Le problème avec les compétences conceptuelles, c’est qu’elles ne peuvent pas être apprises directement comme les compétences exécutives (e.g.: faire des calculs en comptabilité et en finances): il faut les cultiver indirectement, par exemple en nourrissant son côté créatif avec une approche multidisciplinaire qui combine la gestion et l’Histoire. On peut aussi générer des idées non linéaires [3] (de façon individuelle) en alliant management et théâtre, deux domaines, qui initialement semblent être aux antipodes, le premier étant associé à la droite capitaliste et le seconde à la «gauche caviar». Toutefois, comme avec les Capulet et les Montaigu, il y a quelque points communs qui permettent de faire le pont entre les deux disciplines: parce qu’on illustre des comportements humains, on peut alors extrapoler d’une pièce de théâtre certains scénarios et modèles applicables à la gestion, si on prend la peine de regarder attentivement.
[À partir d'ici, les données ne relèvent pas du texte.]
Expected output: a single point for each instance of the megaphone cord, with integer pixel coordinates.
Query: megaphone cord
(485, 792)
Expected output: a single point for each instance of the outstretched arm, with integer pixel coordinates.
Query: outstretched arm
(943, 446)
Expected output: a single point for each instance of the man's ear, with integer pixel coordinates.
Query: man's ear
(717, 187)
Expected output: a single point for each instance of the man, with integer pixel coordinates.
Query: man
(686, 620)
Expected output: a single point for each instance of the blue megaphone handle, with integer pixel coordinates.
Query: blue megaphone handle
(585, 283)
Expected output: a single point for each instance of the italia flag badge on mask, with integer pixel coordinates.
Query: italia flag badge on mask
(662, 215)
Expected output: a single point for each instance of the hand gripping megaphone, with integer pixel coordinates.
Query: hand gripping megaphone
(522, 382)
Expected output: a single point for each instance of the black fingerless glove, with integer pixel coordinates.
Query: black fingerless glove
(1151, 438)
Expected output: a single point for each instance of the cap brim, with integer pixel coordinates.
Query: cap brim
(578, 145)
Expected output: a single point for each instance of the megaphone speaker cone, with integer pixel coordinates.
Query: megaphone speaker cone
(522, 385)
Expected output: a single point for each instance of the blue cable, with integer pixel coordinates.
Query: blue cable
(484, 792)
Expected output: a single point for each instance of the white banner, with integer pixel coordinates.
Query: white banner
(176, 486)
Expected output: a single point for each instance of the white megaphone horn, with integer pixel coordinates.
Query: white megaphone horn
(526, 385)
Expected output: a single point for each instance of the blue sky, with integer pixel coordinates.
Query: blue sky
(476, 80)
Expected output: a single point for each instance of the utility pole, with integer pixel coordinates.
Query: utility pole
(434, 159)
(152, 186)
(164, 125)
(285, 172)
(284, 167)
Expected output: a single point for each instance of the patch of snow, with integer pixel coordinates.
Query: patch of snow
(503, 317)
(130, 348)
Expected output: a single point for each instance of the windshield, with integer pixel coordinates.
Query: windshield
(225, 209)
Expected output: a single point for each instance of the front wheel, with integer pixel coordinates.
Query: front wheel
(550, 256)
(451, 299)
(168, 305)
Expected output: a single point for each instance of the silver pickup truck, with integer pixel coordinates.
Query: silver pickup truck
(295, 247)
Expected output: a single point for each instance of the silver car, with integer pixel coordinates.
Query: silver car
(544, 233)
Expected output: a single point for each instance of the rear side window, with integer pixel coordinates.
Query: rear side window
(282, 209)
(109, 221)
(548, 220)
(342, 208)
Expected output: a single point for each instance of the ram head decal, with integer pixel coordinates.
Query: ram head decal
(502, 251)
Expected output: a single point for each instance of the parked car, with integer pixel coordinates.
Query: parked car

Si les moyens technologiques changent, la condition humaine, elle, change peu ou pas. Amour, haine, crainte, ambition… ces comportements sont plus facilement compris dans la dynamique entre les personnages d’une pièce que par la lecture d’un tome aride. Du moins, en allant voir la pièce, on comprend quelque chose de plus que les autres étudiants qui n’ont lu que les lectures obligatoires.
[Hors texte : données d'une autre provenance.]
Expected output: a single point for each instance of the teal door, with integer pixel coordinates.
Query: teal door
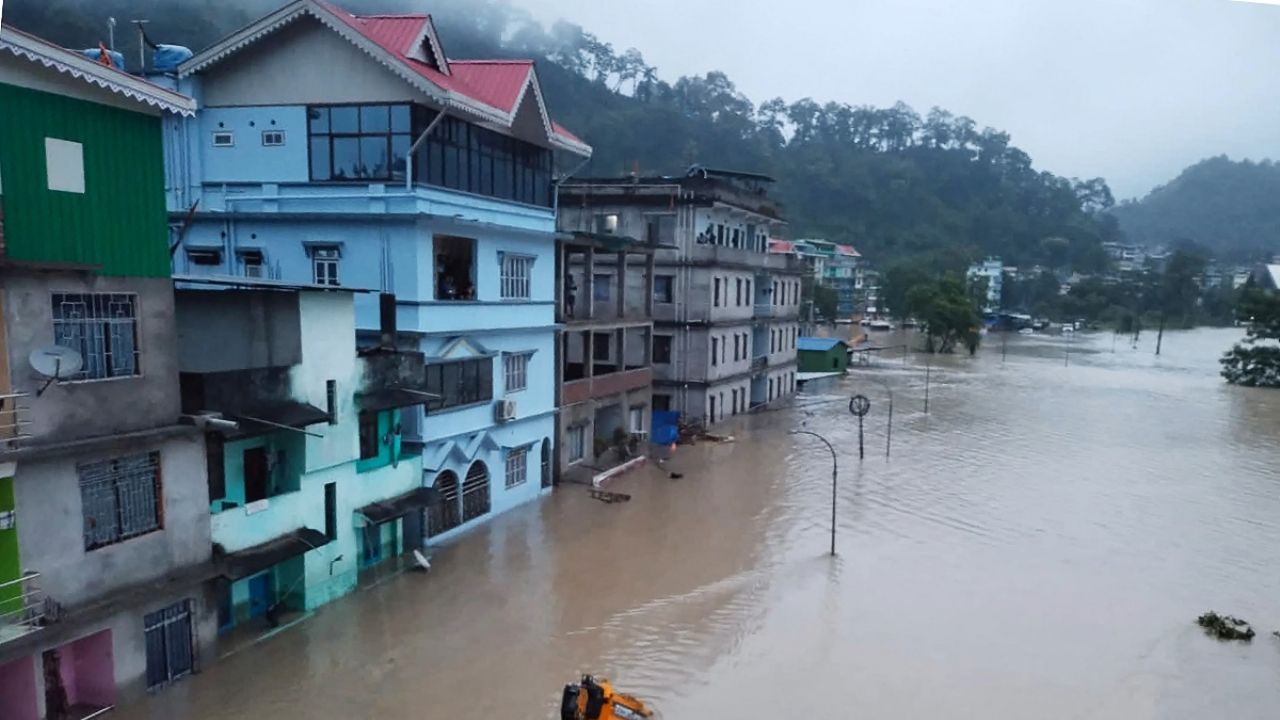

UN EXEMPLE: LA VIE DU ROI HENRY V (SHAKESPEARE)


Parmi la panoplie de pièces de théâtre desquelles on peut puiser des idées applicables en gestion, on peut se tourner vers un auteur classique comme Shakespeare et choisir, par exemple, La vie du roi Henri V [4]. Le choix de l’auteur et de la pièce importe peu, à bien y penser: on pourrait aussi choisir, Michel Tremblay ou Molière, Douze hommes en colères, l’Opéra de Quat’sous ou la pièce écossaise. (Le choix spécifique d’Henry V n’est qu’un intérêt personnel, l’aspect militaire de la pièce rejoignant davantage mon côté Contrat d’gars; à vous de choisir la vôtre).

Henri V d'Angleterre
En bref, La vie du roi Henry V est le récit tumultueux d’un roi anglais – de l’Histoire romancée – qui chercha, par la voie des armes, à réclamer son héritage qu’est la couronne de France. Ce qui débuta en par une expédition plutôt réussie se termina par rapidement s’embourber et plonger l’armée anglaise quasiment en déroute. Au pire de la crise, le roi Henry V trouva en lui-même, et en ses maigres troupes, les ressources nécessaires pour faire un 180 degrés sur une défaite annoncée, et gagner, en 1415, la bataille d’Azincourt [5], qui lui donna une position de force légitimant sa revendication du trône français. Une victoire inattendue qui est aussi spectaculaire que la réussite du rappel de Tylenol lancé par James Burke.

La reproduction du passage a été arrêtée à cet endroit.